Wie alle erneuerbaren Energien soll auch der Ausbau der Geothermie die Abhängigkeit von fossilen Brennstoffen verringern.

Wie alle erneuerbaren Energien soll auch der Ausbau der Geothermie die Abhängigkeit von fossilen Brennstoffen verringern.

Der Ausbau der geothermischen Nutzung zählt seit März 2019 zu den Kernaufgaben des Geologischen Dienstes. Damals beschloss der Landtag, mithilfe seismischer Messungen von der Erdoberfläche ein möglichst exaktes Bild des Untergrundes zu erstellen und wasserführende Gesteinsschichten zu erkennen. Der Flächenverbrauch und der Eingriff ins Erdreich sind nach Angaben der Landesregierung dabei minimal, sodass Schäden am Grundwasser oder unerwünschte Erdbewegungen äußerst unwahrscheinlich sind. Risikoreichere Fracking-Methoden schließt sie aus.
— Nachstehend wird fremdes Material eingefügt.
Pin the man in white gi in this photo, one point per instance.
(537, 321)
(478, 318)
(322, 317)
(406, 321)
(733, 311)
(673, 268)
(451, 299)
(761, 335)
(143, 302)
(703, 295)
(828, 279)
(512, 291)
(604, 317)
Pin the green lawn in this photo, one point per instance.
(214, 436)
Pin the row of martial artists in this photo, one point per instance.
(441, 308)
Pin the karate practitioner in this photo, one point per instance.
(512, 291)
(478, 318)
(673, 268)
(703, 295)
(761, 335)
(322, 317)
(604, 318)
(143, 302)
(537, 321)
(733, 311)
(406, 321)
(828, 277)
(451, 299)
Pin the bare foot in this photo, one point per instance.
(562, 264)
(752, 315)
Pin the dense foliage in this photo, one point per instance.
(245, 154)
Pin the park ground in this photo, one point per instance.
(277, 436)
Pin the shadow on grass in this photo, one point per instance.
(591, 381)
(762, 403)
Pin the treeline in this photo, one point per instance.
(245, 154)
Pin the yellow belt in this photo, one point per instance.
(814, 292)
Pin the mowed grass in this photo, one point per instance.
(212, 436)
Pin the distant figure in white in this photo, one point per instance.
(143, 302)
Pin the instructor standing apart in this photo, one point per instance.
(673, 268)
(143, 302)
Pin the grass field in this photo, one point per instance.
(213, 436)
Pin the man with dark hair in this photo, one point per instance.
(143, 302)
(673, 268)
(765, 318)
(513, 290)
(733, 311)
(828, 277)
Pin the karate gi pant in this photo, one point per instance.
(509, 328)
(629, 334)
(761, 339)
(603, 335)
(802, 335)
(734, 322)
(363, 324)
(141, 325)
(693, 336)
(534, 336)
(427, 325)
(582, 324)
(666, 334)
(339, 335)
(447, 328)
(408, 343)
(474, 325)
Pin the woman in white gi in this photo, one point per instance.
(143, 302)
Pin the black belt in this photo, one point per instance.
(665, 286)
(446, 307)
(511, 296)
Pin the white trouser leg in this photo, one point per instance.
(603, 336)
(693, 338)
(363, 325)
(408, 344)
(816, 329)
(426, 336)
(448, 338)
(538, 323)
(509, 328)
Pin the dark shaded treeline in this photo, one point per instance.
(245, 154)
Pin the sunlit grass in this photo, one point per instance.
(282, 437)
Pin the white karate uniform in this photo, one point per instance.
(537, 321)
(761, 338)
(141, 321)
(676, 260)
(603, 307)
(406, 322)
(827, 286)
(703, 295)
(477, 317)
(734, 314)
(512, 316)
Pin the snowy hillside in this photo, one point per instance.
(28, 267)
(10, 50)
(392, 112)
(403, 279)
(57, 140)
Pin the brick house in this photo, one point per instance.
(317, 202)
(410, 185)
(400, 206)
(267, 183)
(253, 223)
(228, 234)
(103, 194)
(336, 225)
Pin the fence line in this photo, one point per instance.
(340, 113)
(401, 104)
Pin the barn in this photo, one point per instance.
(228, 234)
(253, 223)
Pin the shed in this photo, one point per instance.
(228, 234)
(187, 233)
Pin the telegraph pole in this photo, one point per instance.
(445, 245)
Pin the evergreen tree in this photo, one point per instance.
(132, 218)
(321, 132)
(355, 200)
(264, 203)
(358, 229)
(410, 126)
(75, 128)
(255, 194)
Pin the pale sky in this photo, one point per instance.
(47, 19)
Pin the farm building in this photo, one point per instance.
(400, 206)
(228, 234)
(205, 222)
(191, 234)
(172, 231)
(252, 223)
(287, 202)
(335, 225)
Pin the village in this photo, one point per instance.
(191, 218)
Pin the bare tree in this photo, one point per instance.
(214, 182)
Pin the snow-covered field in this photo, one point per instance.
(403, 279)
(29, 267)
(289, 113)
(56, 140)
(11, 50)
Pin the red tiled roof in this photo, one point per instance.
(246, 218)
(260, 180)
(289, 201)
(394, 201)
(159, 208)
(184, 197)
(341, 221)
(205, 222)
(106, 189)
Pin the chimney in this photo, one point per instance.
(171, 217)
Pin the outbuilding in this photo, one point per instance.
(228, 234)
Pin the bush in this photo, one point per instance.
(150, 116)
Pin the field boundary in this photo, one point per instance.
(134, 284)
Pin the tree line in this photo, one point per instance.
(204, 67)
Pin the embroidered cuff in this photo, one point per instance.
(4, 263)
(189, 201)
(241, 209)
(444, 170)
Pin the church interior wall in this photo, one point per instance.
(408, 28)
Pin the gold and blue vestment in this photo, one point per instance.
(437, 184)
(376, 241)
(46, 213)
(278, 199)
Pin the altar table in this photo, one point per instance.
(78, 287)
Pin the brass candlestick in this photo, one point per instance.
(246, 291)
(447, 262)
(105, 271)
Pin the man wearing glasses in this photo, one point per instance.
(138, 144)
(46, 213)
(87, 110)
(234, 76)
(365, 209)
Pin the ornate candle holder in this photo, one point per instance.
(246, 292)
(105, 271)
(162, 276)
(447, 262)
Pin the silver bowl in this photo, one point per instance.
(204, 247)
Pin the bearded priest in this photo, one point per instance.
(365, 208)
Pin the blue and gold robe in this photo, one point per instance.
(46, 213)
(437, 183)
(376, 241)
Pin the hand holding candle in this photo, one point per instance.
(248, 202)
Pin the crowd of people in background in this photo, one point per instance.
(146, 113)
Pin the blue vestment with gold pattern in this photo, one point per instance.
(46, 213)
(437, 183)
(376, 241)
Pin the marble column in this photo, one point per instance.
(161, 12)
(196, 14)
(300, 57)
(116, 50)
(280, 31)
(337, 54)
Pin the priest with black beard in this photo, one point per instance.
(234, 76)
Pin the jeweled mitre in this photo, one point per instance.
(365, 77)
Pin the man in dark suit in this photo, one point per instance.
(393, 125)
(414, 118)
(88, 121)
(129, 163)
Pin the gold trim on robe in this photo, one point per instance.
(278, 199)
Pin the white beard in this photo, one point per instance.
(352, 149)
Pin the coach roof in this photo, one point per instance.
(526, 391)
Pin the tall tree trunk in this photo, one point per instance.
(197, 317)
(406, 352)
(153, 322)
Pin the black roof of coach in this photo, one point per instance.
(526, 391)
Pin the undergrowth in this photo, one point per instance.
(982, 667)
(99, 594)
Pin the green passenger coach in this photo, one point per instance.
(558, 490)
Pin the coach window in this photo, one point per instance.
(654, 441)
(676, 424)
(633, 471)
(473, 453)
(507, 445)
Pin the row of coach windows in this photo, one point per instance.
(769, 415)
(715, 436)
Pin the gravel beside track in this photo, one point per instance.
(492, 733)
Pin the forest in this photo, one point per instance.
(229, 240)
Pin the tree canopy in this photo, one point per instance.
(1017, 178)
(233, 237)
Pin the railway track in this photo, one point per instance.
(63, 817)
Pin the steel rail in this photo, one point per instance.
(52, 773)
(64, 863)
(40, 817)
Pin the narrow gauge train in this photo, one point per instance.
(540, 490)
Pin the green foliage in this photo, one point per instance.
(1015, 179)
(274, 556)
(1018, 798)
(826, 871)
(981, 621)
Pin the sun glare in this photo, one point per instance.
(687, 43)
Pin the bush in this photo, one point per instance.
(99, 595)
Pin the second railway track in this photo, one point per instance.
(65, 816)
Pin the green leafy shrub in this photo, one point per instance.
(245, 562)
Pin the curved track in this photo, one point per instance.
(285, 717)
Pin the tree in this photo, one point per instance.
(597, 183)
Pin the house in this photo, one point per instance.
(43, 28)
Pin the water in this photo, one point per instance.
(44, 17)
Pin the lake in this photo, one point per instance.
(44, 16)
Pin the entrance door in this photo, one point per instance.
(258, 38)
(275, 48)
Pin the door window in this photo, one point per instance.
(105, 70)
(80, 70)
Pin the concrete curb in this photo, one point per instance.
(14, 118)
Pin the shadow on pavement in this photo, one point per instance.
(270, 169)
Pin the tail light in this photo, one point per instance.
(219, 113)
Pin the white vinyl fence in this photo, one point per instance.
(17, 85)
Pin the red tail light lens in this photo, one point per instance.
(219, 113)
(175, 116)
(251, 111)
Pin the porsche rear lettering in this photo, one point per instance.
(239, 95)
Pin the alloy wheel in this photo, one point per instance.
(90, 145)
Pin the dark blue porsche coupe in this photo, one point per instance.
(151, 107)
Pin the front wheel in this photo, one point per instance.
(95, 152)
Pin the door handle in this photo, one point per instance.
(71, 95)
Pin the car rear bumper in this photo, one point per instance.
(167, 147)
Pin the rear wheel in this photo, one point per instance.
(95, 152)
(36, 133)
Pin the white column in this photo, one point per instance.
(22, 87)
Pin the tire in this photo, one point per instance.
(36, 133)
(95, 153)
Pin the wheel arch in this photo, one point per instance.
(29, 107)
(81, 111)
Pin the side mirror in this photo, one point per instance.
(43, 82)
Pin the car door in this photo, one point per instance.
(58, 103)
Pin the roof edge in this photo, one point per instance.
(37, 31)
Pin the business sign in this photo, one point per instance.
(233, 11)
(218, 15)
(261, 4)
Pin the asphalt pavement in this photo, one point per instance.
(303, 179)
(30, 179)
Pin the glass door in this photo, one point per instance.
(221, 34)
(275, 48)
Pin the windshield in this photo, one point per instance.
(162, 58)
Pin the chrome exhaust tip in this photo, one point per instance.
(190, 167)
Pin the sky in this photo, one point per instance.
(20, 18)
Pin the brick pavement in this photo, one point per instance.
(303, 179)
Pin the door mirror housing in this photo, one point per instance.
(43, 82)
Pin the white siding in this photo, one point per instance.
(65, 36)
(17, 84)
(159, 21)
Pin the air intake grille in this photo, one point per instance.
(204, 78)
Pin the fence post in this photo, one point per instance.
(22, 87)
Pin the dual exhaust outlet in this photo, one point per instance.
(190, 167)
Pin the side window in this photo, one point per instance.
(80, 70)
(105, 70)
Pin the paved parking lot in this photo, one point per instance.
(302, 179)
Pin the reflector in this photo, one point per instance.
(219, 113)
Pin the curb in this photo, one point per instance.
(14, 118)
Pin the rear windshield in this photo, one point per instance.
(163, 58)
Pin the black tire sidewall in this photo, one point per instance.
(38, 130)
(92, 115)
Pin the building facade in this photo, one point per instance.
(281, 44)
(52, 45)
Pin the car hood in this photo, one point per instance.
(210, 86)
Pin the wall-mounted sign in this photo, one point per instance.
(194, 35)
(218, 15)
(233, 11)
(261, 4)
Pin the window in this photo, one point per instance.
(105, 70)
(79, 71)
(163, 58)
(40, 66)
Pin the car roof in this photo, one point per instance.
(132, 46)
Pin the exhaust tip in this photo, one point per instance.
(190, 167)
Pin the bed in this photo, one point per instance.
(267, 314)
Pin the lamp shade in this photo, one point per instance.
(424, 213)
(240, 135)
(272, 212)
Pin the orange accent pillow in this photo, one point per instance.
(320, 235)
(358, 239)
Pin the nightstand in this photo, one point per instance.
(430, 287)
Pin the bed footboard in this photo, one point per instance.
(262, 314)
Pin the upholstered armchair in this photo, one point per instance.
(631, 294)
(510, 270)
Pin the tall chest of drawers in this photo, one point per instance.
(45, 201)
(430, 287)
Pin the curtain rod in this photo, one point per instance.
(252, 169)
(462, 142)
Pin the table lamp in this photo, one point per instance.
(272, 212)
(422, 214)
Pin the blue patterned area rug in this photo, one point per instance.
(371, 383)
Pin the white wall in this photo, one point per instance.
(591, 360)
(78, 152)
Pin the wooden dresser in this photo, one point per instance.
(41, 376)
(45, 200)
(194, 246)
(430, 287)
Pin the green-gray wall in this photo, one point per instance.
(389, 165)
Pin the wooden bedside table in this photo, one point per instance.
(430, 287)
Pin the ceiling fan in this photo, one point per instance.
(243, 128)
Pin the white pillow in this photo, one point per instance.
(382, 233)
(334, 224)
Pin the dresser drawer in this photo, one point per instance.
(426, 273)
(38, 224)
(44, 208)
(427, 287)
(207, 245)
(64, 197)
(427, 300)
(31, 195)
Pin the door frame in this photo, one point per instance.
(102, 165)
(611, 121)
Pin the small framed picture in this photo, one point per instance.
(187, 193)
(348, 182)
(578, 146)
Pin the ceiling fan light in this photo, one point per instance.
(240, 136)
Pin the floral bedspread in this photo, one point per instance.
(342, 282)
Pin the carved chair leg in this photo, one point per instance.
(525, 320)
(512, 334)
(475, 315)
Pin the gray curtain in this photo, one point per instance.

Zur Wärmeversorgung von Einfamilienhäusern oder ganzen Stadtquartieren ist diese Methode aus Kostengründen ungeeignet. Das geht nur in Gebieten, in denen oberflächennahe Erdwärme in bis zu 400 Meter Tiefe zur Verfügung steht.

Mona Neubaur (Bündnis 90/Die Grünen), Ministerin für Wirtschaft, Industrie, Klimaschutz, ist im Porträt zu sehen.

Setzt auf einen Masterplan zur Erdwärme in NRW: Mona Neubaur (Bündnis 90/Die Grünen), Ministerin für Wirtschaft, Industrie, Klimaschutz: „Unter unseren Füßen liegt ein Schatz – eine unerschöpfliche und klimaneutrale Energiequelle, die wir heute noch zu wenig nutzen.“

„Unter unseren Füßen liegt ein Schatz – eine unerschöpfliche und klimaneutrale Energiequelle, die wir heute noch zu wenig nutzen", sagte Ministerin Neubaur bei der Vorstellung des Masterplans in Düsseldorf. Mit dem Masterplan Geothermie NRW legen wir als erstes Bundesland eine umfassende Strategie vor, um das enorme Potenzial der Erdwärme zügig und sicher zu erschließen. Indem wir den Unternehmen präzise Informationen zur Beschaffenheit des Untergrunds liefern und einen Teil des Investitionsrisikos übernehmen, bringen wir den Markthochlauf der Geothermie in Nordrhein-Westfalen kraftvoll voran.“

Der Masterplan beinhaltet alle Nutzungsformen der Geothermie. Die wesentlichen Vorteile der Erdwärme seien die ganzjährige Verfügbarkeit, die Grundlastfähigkeit, der Beitrag als heimische Energiequelle zur regionalen Wertschöpfung sowie die Möglichkeit, die Abhängigkeit von fossilen Brennstoffen zu verringern. Für die Verteilung der Wärme verfüge Nordrhein-Westfalen durch gut ausgebaute Fernwärmenetze schon heute über beste Voraussetzungen, so die Ministerin. Die liegen allerdings vor allem in den Ballungsgebieten und sollen dort weiter ausgebaut werden.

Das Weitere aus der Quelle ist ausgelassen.